BRUXELAS 15 out. (EUROPA PRESS) -
A OTAN concordou nesta quarta-feira em implementar medidas militares contra incursões de drones em seu flanco oriental, enquanto defende a divisão de trabalho com a União Europeia, que também está planejando um "muro de drones" para responder a ameaças potenciais.

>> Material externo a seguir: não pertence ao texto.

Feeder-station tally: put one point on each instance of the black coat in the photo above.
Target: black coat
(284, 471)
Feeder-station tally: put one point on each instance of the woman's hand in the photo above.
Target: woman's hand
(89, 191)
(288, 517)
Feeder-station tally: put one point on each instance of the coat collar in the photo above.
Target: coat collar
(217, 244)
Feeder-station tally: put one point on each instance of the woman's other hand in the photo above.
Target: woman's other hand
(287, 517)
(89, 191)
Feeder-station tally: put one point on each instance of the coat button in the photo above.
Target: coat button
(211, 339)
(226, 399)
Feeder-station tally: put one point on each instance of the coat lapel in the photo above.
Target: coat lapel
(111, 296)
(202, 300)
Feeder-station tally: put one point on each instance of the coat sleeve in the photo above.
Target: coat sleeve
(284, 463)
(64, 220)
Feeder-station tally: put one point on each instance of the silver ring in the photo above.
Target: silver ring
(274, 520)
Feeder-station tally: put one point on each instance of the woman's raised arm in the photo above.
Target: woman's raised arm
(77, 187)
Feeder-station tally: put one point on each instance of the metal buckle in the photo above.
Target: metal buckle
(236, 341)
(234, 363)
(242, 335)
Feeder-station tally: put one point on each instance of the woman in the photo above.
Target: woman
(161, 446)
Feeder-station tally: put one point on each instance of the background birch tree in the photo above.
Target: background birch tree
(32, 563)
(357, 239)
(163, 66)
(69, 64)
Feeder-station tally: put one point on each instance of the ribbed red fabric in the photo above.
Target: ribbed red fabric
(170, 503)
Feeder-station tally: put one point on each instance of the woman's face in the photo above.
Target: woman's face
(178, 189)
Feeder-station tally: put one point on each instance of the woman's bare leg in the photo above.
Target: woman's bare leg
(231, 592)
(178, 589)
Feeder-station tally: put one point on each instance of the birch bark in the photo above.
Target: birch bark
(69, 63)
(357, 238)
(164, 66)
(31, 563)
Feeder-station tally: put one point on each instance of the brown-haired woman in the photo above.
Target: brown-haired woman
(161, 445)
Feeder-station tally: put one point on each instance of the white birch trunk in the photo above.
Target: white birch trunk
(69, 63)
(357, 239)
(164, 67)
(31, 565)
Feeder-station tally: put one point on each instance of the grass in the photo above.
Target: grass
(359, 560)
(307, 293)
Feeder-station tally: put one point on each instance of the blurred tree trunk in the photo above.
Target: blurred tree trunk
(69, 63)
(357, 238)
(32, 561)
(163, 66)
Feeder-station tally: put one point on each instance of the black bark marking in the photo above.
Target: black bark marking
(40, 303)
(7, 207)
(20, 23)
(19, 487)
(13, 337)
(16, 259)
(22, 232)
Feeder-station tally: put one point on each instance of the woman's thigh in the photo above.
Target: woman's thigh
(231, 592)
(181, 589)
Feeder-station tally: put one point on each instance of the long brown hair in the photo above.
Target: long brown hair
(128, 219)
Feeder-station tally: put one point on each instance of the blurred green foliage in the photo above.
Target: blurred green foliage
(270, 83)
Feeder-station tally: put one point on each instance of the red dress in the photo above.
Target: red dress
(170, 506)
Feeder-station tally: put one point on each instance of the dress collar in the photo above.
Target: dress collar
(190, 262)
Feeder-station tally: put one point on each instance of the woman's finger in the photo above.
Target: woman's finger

Em uma coletiva de imprensa após a reunião dos ministros da defesa aliados, o secretário-geral da OTAN, Mark Rutte, disse que a OTAN implementará uma série de "medidas adicionais" no âmbito da Operação Eastern Watch para expandir e acelerar as capacidades de combate aos drones em meio a uma série de incursões e incidentes no espaço aéreo aliado.
Assim, o chefe político da OTAN insistiu na "cooperação rápida e eficaz" dentro da organização para responder à crise de drones e caças que invadiram o espaço aéreo da Polônia, Estônia e Romênia, bem como incidentes em infraestruturas críticas, como aeroportos na Dinamarca, Alemanha e Noruega.
"Vamos nos basear nesse modelo para responder a ameaças híbridas, incluindo as de drones, e continuaremos a desenvolver nossos mecanismos para que os aliados compartilhem capacidades e conhecimentos em tempo hábil", disse ele, observando que os aliados já estão testando "sistemas integrados" que irão "avaliar, rastrear e neutralizar ameaças aéreas".
NEGA DUPLICAÇÃO COM A UE
Um dia antes de a Comissão Europeia apresentar seu próprio projeto de muro "anti-drone" como um elemento prioritário de seu "roteiro" para fortalecer a defesa europeia com vistas a 2030, o líder da OTAN defendeu a cooperação com a UE e a "divisão de trabalho" com os parceiros europeus para aumentar a segurança no flanco oriental.
"Não há duplicação. Deixe-me dizer isso de uma vez por todas: a UE e a OTAN estão trabalhando em estreita colaboração e ambos conhecemos nossos pontos fortes", disse ele.
"A força da OTAN está em suas capacidades e em suas decisões militares (...) e a UE tem sua própria força no que eu chamaria de poder brando do mercado interno, reunindo a indústria de defesa, garantindo que haja dinheiro e fazendo isso de tal forma que haja o máximo de acesso ao que eles estão fazendo para os países não pertencentes à UE", argumentou.
Rutte disse que tanto a UE quanto a OTAN estão mutuamente "felizes" com o trabalho que está sendo feito para fortalecer a segurança no flanco oriental. "Estamos em contato próximo e não há sobreposição", disse ele.
O chefe político da OTAN enfatizou que o bloco europeu tem uma "enorme capacidade" de reunir os atores relevantes e garantir que "haja dinheiro e indústria".
Em particular, ele destacou a cooperação com a Alta Representante da UE, Kaja Kallas, e o Comissário de Defesa, Andrius Kubilius, e valorizou a figura de Ursula von der Leyen, lembrando seu passado como Ministra da Defesa da Alemanha. "Nunca tivemos nenhum problema com relação a essa divisão de trabalho", resumiu.